D337z Joined: Mar 8 12 Posts: 1 ID: 51519 Credit: 0 RAC: 0	Message 6587 - Posted 9 Mar 2012 19:09:33 UTC - in response to Message ID 6560 .
	The problem appears to be with the program's ability to output its results. It appears to be with CPU only, but the graphics version is not being used. I have an Intel CPU as well. Perhaps the output code is having difficulty working properly?
	ID: 6587 \| Rating: 0 \| rate: /

UBT - Rick Horn Joined: Jan 10 11 Posts: 4 ID: 36735 Credit: 230,465 RAC: 0	Message 6614 - Posted 23 Mar 2012 9:49:13 UTC
	This thread has been running since August 2009, and the problem has still not been solved, despite promises that the admins are working on it. I can only say that they are working very slowly. My Win7 64 bit quad is available for Docking, and would more that double my output if only it could be used. Come on guys, pull your fingers out! ____________
	ID: 6614 \| Rating: 0 \| rate: /

NATE1 Joined: May 17 11 Posts: 4 ID: 40573 Credit: 109,598 RAC: 0	Message 6620 - Posted 25 Mar 2012 16:58:43 UTC
	ok, I have a number of intel computer the ones that will run docking 64win7 have vt-x, the ones that will not run docking do not vt-x. go figure.
	ID: 6620 \| Rating: 0 \| rate: /

Michael Tillman Joined: Jan 30 10 Posts: 3 ID: 25162 Credit: 6,818 RAC: 0	Message 6837 - Posted 24 Sep 2012 16:50:55 UTC
	same problem here. no changes using the newest version for gpu usage. docking only 0.00 had to abort all dockings.
	ID: 6837 \| Rating: 0 \| rate: /

spuddly buddly Joined: Aug 16 12 Posts: 24 ID: 66176 Credit: 14,124 RAC: 0	Message 6838 - Posted 25 Sep 2012 9:24:07 UTC
	This messageboard has died as is now a terraforming/action art project involving large amounts of organic waste (therefore the smell)run by the Knights who say Ni!

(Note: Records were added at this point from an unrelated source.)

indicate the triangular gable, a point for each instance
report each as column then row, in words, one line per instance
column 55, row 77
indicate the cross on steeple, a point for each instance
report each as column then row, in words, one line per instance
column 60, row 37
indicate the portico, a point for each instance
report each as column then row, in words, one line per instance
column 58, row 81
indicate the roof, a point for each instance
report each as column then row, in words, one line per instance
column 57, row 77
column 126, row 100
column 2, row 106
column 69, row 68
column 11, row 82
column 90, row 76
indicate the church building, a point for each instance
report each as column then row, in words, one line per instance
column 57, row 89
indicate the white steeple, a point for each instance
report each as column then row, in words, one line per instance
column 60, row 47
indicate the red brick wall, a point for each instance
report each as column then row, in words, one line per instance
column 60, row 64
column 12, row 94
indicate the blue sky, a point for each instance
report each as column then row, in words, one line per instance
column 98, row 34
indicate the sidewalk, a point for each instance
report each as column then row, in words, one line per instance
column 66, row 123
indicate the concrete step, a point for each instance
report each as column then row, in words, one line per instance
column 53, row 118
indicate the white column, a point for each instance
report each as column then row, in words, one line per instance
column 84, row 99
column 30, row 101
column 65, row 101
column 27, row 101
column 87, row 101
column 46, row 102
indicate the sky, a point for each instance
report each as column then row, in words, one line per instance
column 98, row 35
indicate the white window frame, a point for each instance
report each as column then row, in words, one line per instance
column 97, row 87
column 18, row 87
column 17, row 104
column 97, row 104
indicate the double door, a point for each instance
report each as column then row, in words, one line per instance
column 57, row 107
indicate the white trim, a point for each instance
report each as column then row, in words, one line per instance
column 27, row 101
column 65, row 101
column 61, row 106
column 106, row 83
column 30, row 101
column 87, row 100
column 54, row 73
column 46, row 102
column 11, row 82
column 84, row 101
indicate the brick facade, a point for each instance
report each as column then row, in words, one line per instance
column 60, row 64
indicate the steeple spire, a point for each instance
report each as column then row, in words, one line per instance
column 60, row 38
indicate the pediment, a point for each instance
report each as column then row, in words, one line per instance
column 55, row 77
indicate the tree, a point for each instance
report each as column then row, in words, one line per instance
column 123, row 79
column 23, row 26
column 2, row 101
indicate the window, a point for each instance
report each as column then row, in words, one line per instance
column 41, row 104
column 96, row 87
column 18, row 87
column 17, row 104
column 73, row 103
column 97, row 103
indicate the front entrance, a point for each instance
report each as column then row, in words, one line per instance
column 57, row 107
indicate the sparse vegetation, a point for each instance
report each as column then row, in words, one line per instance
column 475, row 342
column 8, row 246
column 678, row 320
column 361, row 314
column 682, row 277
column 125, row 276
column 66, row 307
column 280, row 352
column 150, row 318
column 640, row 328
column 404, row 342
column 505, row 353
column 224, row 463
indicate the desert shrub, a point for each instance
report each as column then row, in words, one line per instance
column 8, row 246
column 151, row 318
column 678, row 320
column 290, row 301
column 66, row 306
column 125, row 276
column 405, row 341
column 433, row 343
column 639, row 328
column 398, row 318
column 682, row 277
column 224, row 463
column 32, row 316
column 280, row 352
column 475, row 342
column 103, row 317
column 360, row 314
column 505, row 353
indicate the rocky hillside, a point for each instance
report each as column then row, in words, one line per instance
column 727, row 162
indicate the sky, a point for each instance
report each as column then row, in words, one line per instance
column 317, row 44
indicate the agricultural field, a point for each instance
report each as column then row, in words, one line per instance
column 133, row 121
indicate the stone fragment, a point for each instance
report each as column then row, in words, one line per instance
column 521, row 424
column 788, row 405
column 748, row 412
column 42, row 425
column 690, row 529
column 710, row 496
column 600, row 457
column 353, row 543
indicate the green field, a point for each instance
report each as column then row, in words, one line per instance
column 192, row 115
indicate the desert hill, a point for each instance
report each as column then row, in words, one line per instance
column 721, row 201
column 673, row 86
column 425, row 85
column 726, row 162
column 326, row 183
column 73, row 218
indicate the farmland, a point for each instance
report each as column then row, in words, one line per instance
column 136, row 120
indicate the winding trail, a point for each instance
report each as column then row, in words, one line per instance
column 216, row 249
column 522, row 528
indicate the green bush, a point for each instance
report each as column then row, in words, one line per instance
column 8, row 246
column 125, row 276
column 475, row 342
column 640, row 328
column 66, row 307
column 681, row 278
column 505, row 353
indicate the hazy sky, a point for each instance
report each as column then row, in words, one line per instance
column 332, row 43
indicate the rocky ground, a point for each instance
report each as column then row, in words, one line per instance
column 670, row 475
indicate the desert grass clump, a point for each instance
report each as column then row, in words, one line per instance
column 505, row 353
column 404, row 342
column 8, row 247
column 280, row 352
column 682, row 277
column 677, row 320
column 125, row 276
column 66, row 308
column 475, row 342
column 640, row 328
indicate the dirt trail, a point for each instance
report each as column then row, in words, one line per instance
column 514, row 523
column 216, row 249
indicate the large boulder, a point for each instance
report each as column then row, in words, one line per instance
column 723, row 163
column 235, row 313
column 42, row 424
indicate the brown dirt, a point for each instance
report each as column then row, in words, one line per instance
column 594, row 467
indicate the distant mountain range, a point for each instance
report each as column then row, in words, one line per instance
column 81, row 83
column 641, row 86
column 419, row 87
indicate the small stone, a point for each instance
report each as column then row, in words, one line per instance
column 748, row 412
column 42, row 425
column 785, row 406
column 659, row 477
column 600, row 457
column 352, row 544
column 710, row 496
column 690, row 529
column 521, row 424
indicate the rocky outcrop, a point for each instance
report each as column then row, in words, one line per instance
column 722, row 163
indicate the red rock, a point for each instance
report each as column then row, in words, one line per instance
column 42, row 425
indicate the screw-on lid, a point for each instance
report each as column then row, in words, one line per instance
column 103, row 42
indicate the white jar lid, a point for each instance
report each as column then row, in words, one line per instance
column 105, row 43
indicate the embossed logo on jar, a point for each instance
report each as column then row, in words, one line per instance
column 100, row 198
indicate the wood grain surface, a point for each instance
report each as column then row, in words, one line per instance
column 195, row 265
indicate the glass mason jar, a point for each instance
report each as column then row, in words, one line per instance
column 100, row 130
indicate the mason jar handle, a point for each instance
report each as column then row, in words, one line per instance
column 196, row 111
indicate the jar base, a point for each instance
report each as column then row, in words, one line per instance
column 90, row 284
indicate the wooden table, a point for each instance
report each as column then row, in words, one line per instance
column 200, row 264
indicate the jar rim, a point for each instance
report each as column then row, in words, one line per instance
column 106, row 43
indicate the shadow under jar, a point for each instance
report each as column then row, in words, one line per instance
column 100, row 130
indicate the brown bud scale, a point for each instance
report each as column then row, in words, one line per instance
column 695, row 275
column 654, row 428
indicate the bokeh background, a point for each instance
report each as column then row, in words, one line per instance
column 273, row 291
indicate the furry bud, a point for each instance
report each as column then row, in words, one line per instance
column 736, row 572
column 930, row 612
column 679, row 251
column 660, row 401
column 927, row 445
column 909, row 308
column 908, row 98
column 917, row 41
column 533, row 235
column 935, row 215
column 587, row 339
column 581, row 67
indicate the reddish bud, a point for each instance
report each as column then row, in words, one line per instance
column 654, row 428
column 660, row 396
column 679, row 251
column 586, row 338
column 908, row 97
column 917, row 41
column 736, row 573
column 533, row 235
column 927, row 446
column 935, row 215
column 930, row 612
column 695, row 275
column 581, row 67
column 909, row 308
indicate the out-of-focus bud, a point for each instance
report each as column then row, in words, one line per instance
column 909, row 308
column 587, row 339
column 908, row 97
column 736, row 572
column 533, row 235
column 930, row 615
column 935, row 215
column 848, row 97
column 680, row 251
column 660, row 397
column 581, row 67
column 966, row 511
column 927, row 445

If you want help running docking@home, it's pretty much go figure it out for yourselves, as no one at the project bothers to answer e-mails or messages posted here. Sorry! Now enjoy the terraforming/action art ... :) ____________ The Knights who say Ni!
	ID: 6838 \| Rating: 0 \| rate: /

mfarley Joined: Sep 25 12 Posts: 2 ID: 67712 Credit: 0 RAC: 0	Message 6843 - Posted 25 Sep 2012 22:01:20 UTC - in response to Message ID 6838 .
	This messageboard has died as is now a terraforming/action art project involving large amounts of organic waste (therefore the smell)run by the Knights who say Ni! If you want help running docking@home, it's pretty much go figure it out for yourselves, as no one at the project bothers to answer e-mails or messages posted here. Sorry! Now enjoy the terraforming/action art ... :) free courses online
	ID: 6843 \| Rating: 0 \| rate: /

mfarley Joined: Sep 25 12 Posts: 2 ID: 67712 Credit: 0 RAC: 0	Message 6844 - Posted 25 Sep 2012 22:03:12 UTC - in response to Message ID 6837 .
	same problem here. no changes using the newest version for gpu usage. docking only 0.00 had to abort all dockings. myfreecoursesonline
	ID: 6844 \| Rating: 0 \| rate: /

spuddly buddly Joined: Aug 16 12 Posts: 24 ID: 66176 Credit: 14,124 RAC: 0	Message 6845 - Posted 26 Sep 2012 5:31:03 UTC
	Damn! Instead of terraforming we've created a spam magent! ____________ The Knights who say Ni!
	ID: 6845 \| Rating: 0 \| rate: /

spuddly buddly Joined: Aug 16 12 Posts: 24 ID: 66176 Credit: 14,124 RAC: 0	Message 6846 - Posted 26 Sep 2012 19:12:46 UTC - in response to Message ID 6845 .
	Damn! Instead of terraforming we've created a spam magent! That should be magnet of course ... (slaps forhead) ____________ The Knights who say Ni!
	ID: 6846 \| Rating: 0 \| rate: /

King Leo Joined: Apr 26 12 Posts: 3 ID: 54980 Credit: 2,337,218 RAC: 0	Message 6863 - Posted 7 Oct 2012 16:43:53 UTC
	After over an hour of crunching, Progress remains at 0.000%. Can anyone help or explain to me what is happening? Thanks. It is happening on one of three of my computers. First began getting computational errors and then it changes to zero progress. There must be a problem on the far end not the user side as my other 2 machines appear to be working okay for now.
	ID: 6863 \| Rating: 0 \| rate: /

robertmiles Joined: Apr 16 09 Posts: 96 ID: 9967 Credit: 1,290,747 RAC: 0	Message 6865 - Posted 8 Oct 2012 5:26:33 UTC - in response to Message ID 6863 .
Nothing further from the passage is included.